Classroom lesson · Food · 🇨🇭 Switzerland

Swiss cheese - holes, wheels and Alpine milk

The cheese with holes, and the giant wheels made in the mountains

Big wheels of Swiss Emmental cheese with characteristic round holes

Photo · Wikimedia Commons

What is it?

Switzerland makes over 450 different kinds of cheese. The most famous - the one with big round holes in it - is called Emmental, named after a valley called the Emmental where it has been made for over 600 years. Other Swiss cheeses include Gruyère, Appenzeller and Tilsiter.

Tell me more

Why does Emmental have holes? It comes down to tiny, helpful microbes - far too small to see - that live in the milk. As the cheese sits to mature, the microbes give off a little bubble of gas (the same kind you breathe out). Each bubble gets trapped in the cheese and slowly grows into one of those famous round holes. The bigger the hole, the older the cheese.

Swiss cheese starts as fresh, creamy milk from cows that often spend their summer in high Alpine meadows. The milk is gently warmed in a giant copper pot, then a special ingredient is added that turns the milk into solid lumps called 'curds'. The curds are pressed into round moulds that look like giant wheels.

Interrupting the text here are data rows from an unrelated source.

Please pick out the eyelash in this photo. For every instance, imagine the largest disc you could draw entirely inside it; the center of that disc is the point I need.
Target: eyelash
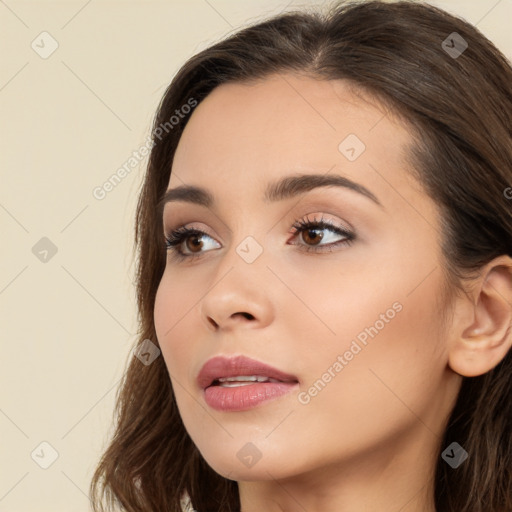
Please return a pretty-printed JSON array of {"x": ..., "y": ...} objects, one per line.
[{"x": 174, "y": 240}]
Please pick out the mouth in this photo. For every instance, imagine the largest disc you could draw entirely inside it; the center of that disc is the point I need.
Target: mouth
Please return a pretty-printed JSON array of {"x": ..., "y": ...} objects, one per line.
[
  {"x": 243, "y": 380},
  {"x": 240, "y": 371}
]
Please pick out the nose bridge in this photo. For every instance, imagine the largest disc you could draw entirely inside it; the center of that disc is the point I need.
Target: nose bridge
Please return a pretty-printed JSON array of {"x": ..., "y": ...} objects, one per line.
[{"x": 238, "y": 286}]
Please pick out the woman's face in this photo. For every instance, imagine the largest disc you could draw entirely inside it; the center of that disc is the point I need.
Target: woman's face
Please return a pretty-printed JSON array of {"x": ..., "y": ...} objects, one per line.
[{"x": 355, "y": 322}]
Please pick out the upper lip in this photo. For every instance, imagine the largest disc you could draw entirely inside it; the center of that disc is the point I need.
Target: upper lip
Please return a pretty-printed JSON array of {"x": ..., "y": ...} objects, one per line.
[{"x": 221, "y": 366}]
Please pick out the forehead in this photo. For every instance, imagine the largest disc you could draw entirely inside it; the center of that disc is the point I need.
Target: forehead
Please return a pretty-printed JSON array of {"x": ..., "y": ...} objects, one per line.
[{"x": 243, "y": 136}]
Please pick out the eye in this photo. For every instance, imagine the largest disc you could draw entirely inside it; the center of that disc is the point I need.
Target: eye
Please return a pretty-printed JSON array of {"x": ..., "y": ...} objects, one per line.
[
  {"x": 181, "y": 236},
  {"x": 311, "y": 232},
  {"x": 186, "y": 243}
]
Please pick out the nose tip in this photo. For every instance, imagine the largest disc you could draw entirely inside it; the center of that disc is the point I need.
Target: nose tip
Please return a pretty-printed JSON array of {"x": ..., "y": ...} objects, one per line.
[{"x": 243, "y": 313}]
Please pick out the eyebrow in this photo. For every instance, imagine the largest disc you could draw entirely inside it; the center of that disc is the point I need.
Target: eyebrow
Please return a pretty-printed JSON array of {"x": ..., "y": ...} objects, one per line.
[{"x": 284, "y": 188}]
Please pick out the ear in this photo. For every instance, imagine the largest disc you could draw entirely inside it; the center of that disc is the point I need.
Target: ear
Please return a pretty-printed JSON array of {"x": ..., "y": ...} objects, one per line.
[{"x": 481, "y": 331}]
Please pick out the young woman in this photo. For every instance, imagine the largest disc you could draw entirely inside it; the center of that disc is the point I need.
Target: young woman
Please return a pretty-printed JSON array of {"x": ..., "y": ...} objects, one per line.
[{"x": 324, "y": 274}]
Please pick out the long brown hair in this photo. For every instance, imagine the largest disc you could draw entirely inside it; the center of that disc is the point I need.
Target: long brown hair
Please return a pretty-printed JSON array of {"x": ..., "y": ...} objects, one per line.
[{"x": 457, "y": 102}]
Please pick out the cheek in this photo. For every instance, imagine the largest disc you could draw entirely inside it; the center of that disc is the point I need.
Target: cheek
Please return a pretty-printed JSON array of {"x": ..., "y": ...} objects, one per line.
[{"x": 171, "y": 307}]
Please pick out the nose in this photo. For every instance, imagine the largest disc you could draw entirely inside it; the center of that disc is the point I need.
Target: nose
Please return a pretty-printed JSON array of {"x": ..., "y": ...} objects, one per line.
[{"x": 238, "y": 298}]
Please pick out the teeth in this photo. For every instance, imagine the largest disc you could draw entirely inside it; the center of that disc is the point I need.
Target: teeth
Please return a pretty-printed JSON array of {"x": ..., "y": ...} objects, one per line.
[{"x": 244, "y": 380}]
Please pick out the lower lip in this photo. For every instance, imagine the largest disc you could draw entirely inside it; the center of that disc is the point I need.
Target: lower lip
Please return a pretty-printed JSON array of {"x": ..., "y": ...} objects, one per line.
[{"x": 242, "y": 398}]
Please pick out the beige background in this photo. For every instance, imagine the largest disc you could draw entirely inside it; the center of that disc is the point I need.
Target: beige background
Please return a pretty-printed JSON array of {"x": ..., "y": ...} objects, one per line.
[{"x": 68, "y": 122}]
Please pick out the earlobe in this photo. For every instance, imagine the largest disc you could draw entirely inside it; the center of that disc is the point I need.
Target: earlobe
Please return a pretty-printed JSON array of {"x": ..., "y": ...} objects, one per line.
[{"x": 482, "y": 333}]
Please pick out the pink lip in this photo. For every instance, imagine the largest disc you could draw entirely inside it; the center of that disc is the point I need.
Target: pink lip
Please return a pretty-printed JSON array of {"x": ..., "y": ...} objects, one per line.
[{"x": 242, "y": 397}]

A wheel of Gruyère can weigh up to 35 kilograms - about the weight of a 9-year-old. The wheels are then stored in cool cellars for months - sometimes years - to mature. The longer they wait, the stronger the flavour. A wheel of Gruyère might be turned over once a week by hand for two whole years before it is sliced and eaten.

There is a famous Swiss tradition called the 'Alpabzug', the autumn parade. At the end of the summer, the herders walk their cows back down from the high Alpine pastures. The cows wear flowers and bells, and the whole village comes out to greet them - because those cows have spent the summer making the milk that will become next year's cheese.

In the classroom

Walk your class through this in 15 minutes.

Talk together

Discussion prompts

  1. 01Tiny living things (microbes) make the holes in cheese. What other foods do invisible helpers play a role in (think bread, yoghurt)?
  2. 02Why might it take two years to make one wheel of cheese? What does it teach us about patience?
  3. 03If you had to design a parade for an animal in your area, what animal would you choose and how would you decorate it?
Try this

Classroom activity

Cut a piece of paper into a circle (a cheese wheel) and decorate it with round holes. Each child writes one Swiss food word inside their wheel: 'Emmental', 'Gruyère', 'fondue', 'rösti'. Display them on the wall like a giant cheese shop.